9. Review mental capacity strategies
SMSF trustees should regularly ensure they have the necessary powers within the fund’s trust deed to deal with the challenges being created by reforms to the super system. An often overlooked area, however, is preparing the SMSF for a situation where a trustee loses mental capacity due to dementia, or an illness such a stroke.
It is essential all SMSF trustees have an Enduring Power of Attorney (EPOA) in place to allow someone to step into their role as a fund trustee in the event of illness, mental incapacity or death. Trustees should also check the SMSF’s trust deed permits this and if it is not, it needs to be reviewed.
Updating the trust deed to permit a non-lapsing binding death benefit nomination is also a good idea.

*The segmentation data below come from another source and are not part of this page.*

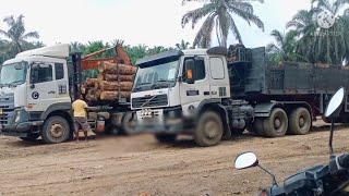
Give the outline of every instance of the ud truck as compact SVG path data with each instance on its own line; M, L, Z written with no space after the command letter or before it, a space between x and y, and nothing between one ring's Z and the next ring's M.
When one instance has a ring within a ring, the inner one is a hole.
M23 140L41 136L48 144L72 138L71 106L80 94L84 65L96 69L99 61L91 58L70 54L69 45L57 45L25 51L5 61L0 72L0 133ZM121 127L128 111L128 100L96 106L88 121L93 128L97 122Z
M349 70L267 60L243 46L169 51L137 62L131 95L139 132L159 142L193 135L213 146L245 130L265 137L308 134ZM349 100L337 122L349 122ZM324 119L327 121L327 119Z

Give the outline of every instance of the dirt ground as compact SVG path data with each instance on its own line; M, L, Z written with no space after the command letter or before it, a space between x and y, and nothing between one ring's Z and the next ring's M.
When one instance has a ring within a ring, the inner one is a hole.
M245 134L209 148L191 138L158 144L152 135L103 137L43 145L0 137L0 195L256 195L270 185L257 168L237 171L239 152L252 150L281 181L328 160L328 126L305 136ZM349 151L349 128L338 126L336 152Z

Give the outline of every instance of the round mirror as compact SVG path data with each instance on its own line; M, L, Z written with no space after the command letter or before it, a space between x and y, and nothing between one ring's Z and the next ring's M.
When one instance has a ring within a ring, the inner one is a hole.
M244 152L237 157L234 167L238 170L255 167L258 164L258 159L253 152Z
M329 100L325 117L330 118L340 108L345 99L345 88L341 87Z

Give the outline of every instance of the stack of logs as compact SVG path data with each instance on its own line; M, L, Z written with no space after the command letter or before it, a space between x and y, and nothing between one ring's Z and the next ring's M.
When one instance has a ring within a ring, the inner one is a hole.
M130 98L136 68L104 61L98 68L97 78L87 78L81 93L87 101L116 101Z

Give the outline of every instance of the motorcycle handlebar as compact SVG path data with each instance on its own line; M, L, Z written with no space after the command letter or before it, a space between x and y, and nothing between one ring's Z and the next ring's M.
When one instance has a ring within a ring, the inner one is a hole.
M344 169L349 169L349 155L345 154L338 157L338 164Z

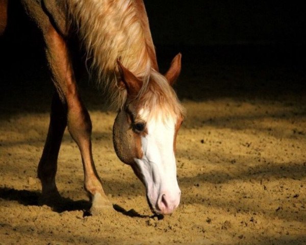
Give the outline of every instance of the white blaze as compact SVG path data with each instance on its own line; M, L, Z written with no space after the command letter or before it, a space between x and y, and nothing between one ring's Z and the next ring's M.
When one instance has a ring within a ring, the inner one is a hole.
M149 201L156 211L162 213L172 212L180 203L181 191L173 152L175 122L174 118L164 121L158 117L147 121L147 134L141 138L143 157L135 159L143 176Z

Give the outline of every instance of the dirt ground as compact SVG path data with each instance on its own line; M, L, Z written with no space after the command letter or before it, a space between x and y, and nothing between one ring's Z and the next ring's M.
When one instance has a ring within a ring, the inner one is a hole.
M201 58L183 60L176 86L187 112L177 142L182 195L175 212L160 219L152 216L132 169L115 155L115 113L86 85L81 90L93 121L94 158L116 210L88 215L80 155L67 132L57 176L67 199L57 210L39 205L36 168L48 125L50 82L42 65L29 75L22 68L28 62L17 61L18 70L7 64L0 102L0 244L306 244L304 64Z

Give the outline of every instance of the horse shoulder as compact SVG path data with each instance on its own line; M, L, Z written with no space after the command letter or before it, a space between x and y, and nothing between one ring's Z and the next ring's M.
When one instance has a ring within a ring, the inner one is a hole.
M24 10L41 30L43 35L55 28L62 36L67 35L64 1L21 0Z
M66 36L68 24L66 21L65 1L63 0L42 0L47 14L55 27L62 35Z

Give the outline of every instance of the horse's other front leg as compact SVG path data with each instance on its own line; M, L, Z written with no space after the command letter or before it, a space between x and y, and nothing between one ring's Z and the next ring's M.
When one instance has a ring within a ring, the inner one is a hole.
M38 164L37 174L42 186L43 203L57 202L60 197L55 182L57 159L67 126L67 109L58 94L53 96L47 139Z
M78 91L66 41L52 26L44 37L52 80L67 109L68 129L81 152L84 186L92 202L91 211L96 212L111 205L102 188L92 157L90 117Z

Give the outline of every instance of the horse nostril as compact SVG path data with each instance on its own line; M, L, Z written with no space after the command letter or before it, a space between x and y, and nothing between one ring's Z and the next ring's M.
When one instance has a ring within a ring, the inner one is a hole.
M166 200L166 195L165 194L162 195L162 200L161 201L162 204L163 204L166 208L168 208L168 203Z

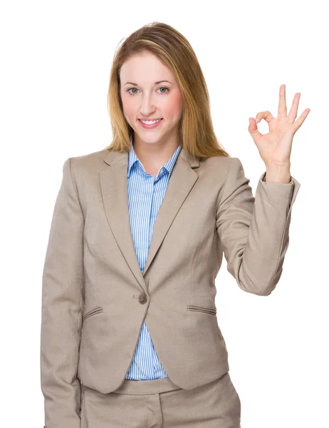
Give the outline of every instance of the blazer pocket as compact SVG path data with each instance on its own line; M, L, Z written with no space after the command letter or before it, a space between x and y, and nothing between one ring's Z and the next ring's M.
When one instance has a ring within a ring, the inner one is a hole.
M203 306L194 306L194 305L188 305L187 309L194 312L202 312L211 315L216 315L217 310L213 307L204 307Z
M83 315L83 321L88 318L88 317L92 317L93 315L95 315L96 314L99 314L103 312L103 306L98 306L97 307L94 307L91 310Z

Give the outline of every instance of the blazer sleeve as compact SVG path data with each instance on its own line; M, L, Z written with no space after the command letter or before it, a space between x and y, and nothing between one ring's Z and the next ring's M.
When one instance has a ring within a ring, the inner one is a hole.
M289 183L263 181L265 172L254 197L238 158L230 159L228 170L216 218L227 270L243 290L268 295L282 273L301 184L292 176Z
M42 277L40 362L46 428L80 428L77 370L84 219L71 167L69 158L63 166Z

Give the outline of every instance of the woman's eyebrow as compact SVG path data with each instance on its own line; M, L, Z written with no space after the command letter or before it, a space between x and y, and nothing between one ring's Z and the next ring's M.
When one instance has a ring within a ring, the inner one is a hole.
M171 83L172 85L172 82L169 82L169 81L159 81L158 82L155 82L155 85L157 85L162 82L168 82L168 83ZM128 83L130 83L130 85L136 85L136 86L137 86L137 83L134 83L132 82L126 82L125 85L127 85Z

This means a binding death benefit nomination will not lapse if a fund member becomes unable to renew their nomination due to loss of mental capacity.
The fund’s investment strategy should also be updated to cover this situation, as an SMSF investment strategy must be reviewed on a regular basis by the trustees.

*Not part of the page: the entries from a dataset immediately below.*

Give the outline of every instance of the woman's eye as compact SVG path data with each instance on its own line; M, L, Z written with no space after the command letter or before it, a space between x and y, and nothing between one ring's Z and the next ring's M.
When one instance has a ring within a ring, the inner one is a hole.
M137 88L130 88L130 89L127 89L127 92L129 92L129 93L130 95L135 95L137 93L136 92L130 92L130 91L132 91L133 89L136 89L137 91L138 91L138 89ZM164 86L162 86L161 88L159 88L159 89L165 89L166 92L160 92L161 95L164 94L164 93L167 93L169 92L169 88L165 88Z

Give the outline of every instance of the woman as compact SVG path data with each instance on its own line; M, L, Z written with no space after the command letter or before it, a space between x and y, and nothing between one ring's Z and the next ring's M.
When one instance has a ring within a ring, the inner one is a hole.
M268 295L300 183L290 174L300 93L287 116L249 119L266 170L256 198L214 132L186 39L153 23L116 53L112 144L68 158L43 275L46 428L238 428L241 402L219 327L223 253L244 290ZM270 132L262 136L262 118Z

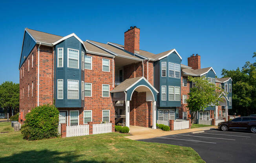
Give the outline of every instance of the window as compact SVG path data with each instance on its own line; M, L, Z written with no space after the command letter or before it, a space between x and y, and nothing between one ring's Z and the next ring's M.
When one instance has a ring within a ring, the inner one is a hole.
M162 77L166 77L166 62L162 62Z
M63 48L58 48L58 67L63 67Z
M57 85L58 87L58 99L63 99L63 80L58 79Z
M68 67L79 68L79 51L68 48Z
M232 105L232 98L230 97L229 98L229 105Z
M228 84L225 84L225 92L228 92Z
M68 80L68 99L79 99L79 81Z
M85 56L85 62L84 69L91 70L91 56Z
M169 86L169 101L174 101L174 87Z
M84 124L87 124L88 122L92 121L91 110L84 111Z
M180 65L178 64L175 63L175 78L180 78Z
M180 87L175 87L175 101L180 100Z
M169 77L174 77L174 63L169 62Z
M84 52L82 52L82 69L84 69Z
M183 103L187 103L187 95L186 94L183 95L182 100L183 101Z
M78 125L79 122L79 112L78 110L70 111L70 125Z
M82 81L82 100L84 99L84 82Z
M187 87L187 78L183 78L183 86Z
M183 112L183 120L187 120L187 114L188 114L188 113L187 112Z
M162 101L166 100L166 86L162 86Z
M164 110L163 109L158 110L158 120L159 121L164 120Z
M109 122L109 110L102 110L102 121Z
M102 96L103 97L109 97L109 85L108 84L102 85Z
M229 84L229 92L232 92L232 87L231 84Z
M84 96L91 97L91 83L84 83Z
M103 58L102 59L102 71L109 72L109 60Z

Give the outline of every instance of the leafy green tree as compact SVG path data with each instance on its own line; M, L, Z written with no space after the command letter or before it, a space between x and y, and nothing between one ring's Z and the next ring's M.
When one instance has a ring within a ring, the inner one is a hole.
M219 96L223 91L223 89L214 84L209 83L204 76L188 76L188 79L195 85L190 88L190 92L188 94L189 98L187 100L187 107L190 111L203 111L209 105L219 105L219 101L221 100ZM192 115L192 119L194 116Z

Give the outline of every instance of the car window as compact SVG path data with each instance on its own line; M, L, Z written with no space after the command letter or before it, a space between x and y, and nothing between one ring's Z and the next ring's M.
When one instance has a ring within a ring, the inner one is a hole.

For more information about reviewing trust deeds, see the following SuperGuide articles:
Although anti-detriment payments were banned for any super fund member deaths from 1 July 2017, super funds could still make payments to eligible dependants for members dying prior to this date.
SMSF trustees must remember that from 1 July 2019, no anti-detriment payment deductions are available, regardless of when the member died.
For more information, see SuperGuide article What is an anti-detriment payment?
A few more things to watch for in 2019/2020
In the pre-election tumult earlier this year, a number of significant proposals relating to the super system did not make it through the Parliament.
With the Coalition Government now returned to power, SMSF trustees need to be on the lookout for the following proposed reforms making it onto the statute books:
- Increase in the number of SMSF fund members from four to six.
- Allowing SMSFs with a “history of good record-keeping and compliance” to obtain an audit once every three years (instead of annually).
- Application of a 45% tax rate to income from arrangements involving SMSFs that incur expenses at non-commercial rates.
- Amendments permitting high-income earners with multiple employers to opt out of the Superannuation Guarantee regime to avoid breaching their $25,000 concessional contributions cap.
- Increase the age limit for the bring-forward rule to people aged 65 and 66 from 1 July 2020.
- Increase the age limit for making spouse contributions from 69 to 74.
- Reforms flowing from the recommendations of the Hayne Royal Commission and the Productivity Commission report.
- Amendments to the TSB definition to include certain loan recourse borrowing arrangements.